Inherited 401K – estate/trust

A 60 year old passed away without designating a beneficiary on his 401(k). He had no spouse, and his pour over designates a pass through trust, which in turn designates a single individual beneficiary (his daughter). I am the executor of the estate as well as the trustee of the trust.

Unfortunately, my understanding is that this is not a situation in which the 401(k) can be rolled over into and inherited IRA. Plan administrators are telling me that I can liquidate the 401(k) over a several years (5 yr limit per SECURE act), but that the distribution must be paid to the estate, which can then be distributed to the trust and the daughter as cash.

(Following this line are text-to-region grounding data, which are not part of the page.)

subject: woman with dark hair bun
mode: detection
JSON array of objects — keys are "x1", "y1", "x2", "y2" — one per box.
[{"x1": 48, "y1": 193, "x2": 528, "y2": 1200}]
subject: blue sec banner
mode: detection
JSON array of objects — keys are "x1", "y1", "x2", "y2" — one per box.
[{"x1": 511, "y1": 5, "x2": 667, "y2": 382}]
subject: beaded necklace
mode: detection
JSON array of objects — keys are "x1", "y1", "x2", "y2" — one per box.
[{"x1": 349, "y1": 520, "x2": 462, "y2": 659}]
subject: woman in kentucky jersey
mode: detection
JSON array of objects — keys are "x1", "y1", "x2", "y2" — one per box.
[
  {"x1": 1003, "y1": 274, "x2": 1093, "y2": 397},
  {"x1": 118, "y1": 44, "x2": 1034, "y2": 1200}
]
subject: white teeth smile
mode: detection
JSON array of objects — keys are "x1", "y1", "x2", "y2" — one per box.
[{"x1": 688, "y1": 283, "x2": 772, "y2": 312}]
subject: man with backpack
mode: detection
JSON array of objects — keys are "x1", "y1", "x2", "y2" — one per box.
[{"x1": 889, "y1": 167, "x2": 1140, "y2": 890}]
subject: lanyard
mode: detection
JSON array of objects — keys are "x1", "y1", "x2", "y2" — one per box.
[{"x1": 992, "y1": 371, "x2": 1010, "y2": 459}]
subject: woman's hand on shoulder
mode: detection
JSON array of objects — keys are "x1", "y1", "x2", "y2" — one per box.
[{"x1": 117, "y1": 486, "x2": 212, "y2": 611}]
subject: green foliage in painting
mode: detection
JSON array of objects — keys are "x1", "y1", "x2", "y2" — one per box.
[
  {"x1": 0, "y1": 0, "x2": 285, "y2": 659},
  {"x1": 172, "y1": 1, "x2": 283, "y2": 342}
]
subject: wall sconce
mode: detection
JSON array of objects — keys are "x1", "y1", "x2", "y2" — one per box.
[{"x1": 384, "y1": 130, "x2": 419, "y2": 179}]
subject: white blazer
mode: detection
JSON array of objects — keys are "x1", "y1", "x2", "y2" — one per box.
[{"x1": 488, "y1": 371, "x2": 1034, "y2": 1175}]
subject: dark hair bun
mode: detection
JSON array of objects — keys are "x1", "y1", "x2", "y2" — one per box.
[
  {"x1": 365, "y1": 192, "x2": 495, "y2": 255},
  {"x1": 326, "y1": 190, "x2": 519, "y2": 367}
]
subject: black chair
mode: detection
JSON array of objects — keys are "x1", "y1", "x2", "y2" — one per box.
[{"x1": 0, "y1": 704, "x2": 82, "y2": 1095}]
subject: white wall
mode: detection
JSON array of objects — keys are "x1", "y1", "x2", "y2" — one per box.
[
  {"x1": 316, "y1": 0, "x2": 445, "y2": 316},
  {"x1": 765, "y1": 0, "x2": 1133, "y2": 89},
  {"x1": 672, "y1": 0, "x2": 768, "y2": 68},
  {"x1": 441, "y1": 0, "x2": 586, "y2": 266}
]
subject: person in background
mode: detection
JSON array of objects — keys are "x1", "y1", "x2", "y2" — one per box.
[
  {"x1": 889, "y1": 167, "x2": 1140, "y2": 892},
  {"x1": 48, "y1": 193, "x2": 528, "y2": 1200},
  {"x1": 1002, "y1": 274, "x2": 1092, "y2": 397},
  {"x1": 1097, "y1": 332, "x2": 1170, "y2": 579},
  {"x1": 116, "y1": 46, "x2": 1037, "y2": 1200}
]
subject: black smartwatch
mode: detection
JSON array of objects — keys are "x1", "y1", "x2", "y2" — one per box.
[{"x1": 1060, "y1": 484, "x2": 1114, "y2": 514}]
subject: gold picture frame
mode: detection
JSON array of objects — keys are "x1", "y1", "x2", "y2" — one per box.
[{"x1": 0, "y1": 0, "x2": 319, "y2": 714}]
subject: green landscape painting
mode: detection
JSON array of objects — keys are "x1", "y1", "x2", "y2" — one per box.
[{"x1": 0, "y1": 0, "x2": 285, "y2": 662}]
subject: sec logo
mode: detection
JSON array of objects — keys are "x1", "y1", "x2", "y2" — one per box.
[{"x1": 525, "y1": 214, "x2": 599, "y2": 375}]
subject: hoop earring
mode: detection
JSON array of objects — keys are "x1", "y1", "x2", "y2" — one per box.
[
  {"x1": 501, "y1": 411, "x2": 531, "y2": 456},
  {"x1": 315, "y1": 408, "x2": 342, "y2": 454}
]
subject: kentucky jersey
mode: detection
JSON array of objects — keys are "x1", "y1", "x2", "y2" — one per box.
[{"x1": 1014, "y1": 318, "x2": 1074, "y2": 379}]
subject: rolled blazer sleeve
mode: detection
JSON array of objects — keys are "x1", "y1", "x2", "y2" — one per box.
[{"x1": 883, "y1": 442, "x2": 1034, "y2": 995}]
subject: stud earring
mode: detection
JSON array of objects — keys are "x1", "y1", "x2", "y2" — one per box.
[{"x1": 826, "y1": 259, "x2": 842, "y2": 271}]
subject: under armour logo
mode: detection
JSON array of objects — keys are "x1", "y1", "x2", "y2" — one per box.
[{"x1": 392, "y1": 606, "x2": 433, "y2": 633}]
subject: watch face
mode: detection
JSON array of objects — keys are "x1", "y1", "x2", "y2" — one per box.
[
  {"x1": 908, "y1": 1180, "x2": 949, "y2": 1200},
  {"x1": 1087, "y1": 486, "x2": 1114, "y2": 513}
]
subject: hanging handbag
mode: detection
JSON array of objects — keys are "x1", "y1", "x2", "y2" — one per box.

My question is whether there is any way to avoid paying the compressed estate tax rates, even though the 401(k) has to be liquidated into the estate first before distribution. Is there a way to structure the transaction so that the daughter pays tax on the distribution at her income tax rates and the tax burden is passed through?

Thanks for the help!!



This illustrates a really bad estate plan, but it could be worse. In most cases, the 401k administrator will require a lump sum distribution, and not be willing to entertain either the 5 year rule, or distributions using decedent’s LE. In addition, while a qualified trust beneficiary with the trust named directly on the beneficiary clause of the plan can enable a direct rollover to an inherited IRA, passing the property into the trust by a pour over will will not work even if the trust would otherwise be qualified. The pour over does not equate to the trust directly inheriting the balance from the 401k, rather than the estate. 
Uniquely, if the 401k is willing to distribute the death benefits over time, they will have to be made to the estate, the estate will have to remain open, and distributions will pour into the trust. The terms of the trust then determine which entity pays the taxes on the distributions, the trust, or the trust beneficiaries. 

Alan is correct.  You should yell and scream at the lawyer who planned this estate.  The decedent could have simply left the benefits to or in trust for the daughter.
Distributions from the estate to the trust carry out income, and distributions from the trust to the daughter carry out income.  The executors can take the benefits over 5 years (actually by the end of the fifth calendar year following death, so they can spread them out over six (or possibly seven by using a fiscal year) taxable years.  Distributions from the estate to the trust likewise carry out income, as do distributions from the trust to the daughter.  So if the estate distributes the income to the trust in the same year it receives it, and the trust does the same (assuming the trustees have complete discretion to make distributions to the daughter), the benefits will be taxable to the daughter over five (or possibly six or seven) taxable years.
If the trust is well-drafted, it will allow distributions to the daughter’s childen as well as to the daughter.  If that’s the case, and if the grandchildren aren’t subject to the kiddie tax, and the daughter is willing to have some of the benefits go to her children, that will allow the income to be divided among more than one taxpayer, which may reduce the income taxes.
The lawyer handling the decedent’s estate should be doing this planning.